In most cases, people start to question how to create passive income on limited income? They consider their jobs as their primary source of income. You have to start using a part of your actively earned income into generating passive income on a regular basis. You will be surprised at how fast your residual income will grow if you start out early.
Your investments will multiply if you apply the power of compounding properly. A dollar a day if invested correctly will make you a millionaire before you retire.
If you are new to the stocks and mutual funds, then I advise you to go for investing in indexed funds using Dollar Cost Averaging. This strategy gives highest returns with minimum amount of risk. Let me explain:
Indexed funds are a type of mutual funds with a portfolio constructed to match or track the components of a market index, such as the Standard & Poor’s 500 Index (S&P 500). An index mutual fund provides broad market exposure and low operating expenses as no fund manager is involved.
The lack of active management generally gives the advantage of lower fees and lower taxes in taxable accounts. This increases your returns as an investor.

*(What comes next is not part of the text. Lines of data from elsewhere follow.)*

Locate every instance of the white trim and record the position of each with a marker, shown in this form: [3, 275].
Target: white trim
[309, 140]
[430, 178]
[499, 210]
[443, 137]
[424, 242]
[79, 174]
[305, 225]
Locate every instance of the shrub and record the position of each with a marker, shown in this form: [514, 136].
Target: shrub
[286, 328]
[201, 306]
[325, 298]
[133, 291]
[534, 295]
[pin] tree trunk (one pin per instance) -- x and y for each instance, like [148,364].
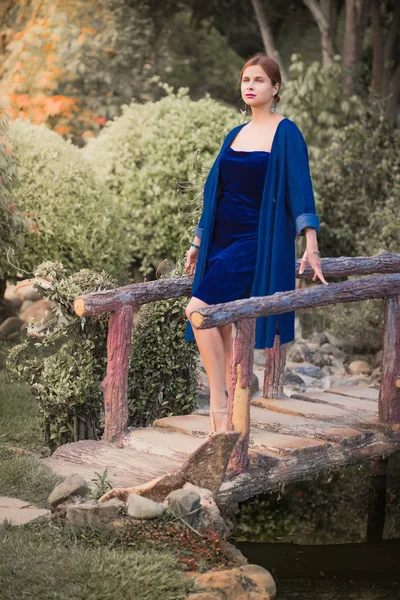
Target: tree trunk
[267,37]
[356,20]
[325,15]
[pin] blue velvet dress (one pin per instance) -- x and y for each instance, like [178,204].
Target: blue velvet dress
[231,259]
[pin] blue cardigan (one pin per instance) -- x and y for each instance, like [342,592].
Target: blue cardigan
[287,207]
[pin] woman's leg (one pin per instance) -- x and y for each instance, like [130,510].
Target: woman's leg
[212,352]
[226,332]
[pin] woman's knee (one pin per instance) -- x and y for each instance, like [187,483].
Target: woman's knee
[193,304]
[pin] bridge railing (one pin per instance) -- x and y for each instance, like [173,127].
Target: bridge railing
[122,302]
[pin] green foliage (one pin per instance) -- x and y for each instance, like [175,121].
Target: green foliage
[78,222]
[66,384]
[162,371]
[13,223]
[31,557]
[195,55]
[314,100]
[140,156]
[101,485]
[358,182]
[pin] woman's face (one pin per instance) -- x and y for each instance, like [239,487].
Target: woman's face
[256,87]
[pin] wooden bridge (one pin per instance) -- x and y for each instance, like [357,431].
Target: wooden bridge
[281,439]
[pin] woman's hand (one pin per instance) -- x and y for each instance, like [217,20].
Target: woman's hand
[191,260]
[315,263]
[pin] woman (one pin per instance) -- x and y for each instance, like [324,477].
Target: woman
[257,197]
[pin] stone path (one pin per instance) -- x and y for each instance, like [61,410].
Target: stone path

It has been found that indexed funds outperform funds managed by fund managers as there is no human intervention and mistakes.
Dollar Cost Averaging
This technique involves buying a fixed dollar amount of a particular investment on a regular schedule, regardless of the share price. More shares are purchased when prices are low, and fewer shares are bought when prices are high. Eventually, the average cost per share of the security will become smaller and smaller.
Dollar-cost averaging lessens the risk of investing a large amount in a single investment at the wrong time. No financial expert has been able to predict the behavior of stock market accurately.
Dollar cost averaging will reduce your risk considerably. In dollar cost averaging, you will need to decide on three parameters: the fixed amount of money invested each time, the investment frequency, and the time horizon over which all of the investments are made. The longer the time horizons, the better are the results—the minimum recommended period is 12 months.
The best way to start building residual income is to combine investing in indexed mutual funds using dollar cost averaging strategy. This way you will get the highest returns with minimum risk. Many fund managers will advise you against this strategy because they do not benefit from it.
Take the human element out of investing – let the market magic work. It has shown time and again that index funds beat the performance of most fund managers. The exception to the rule is Warren Buffet! If you can find a fund manager backed with 20 years track record of beating the market then go for it … I am yet to find one.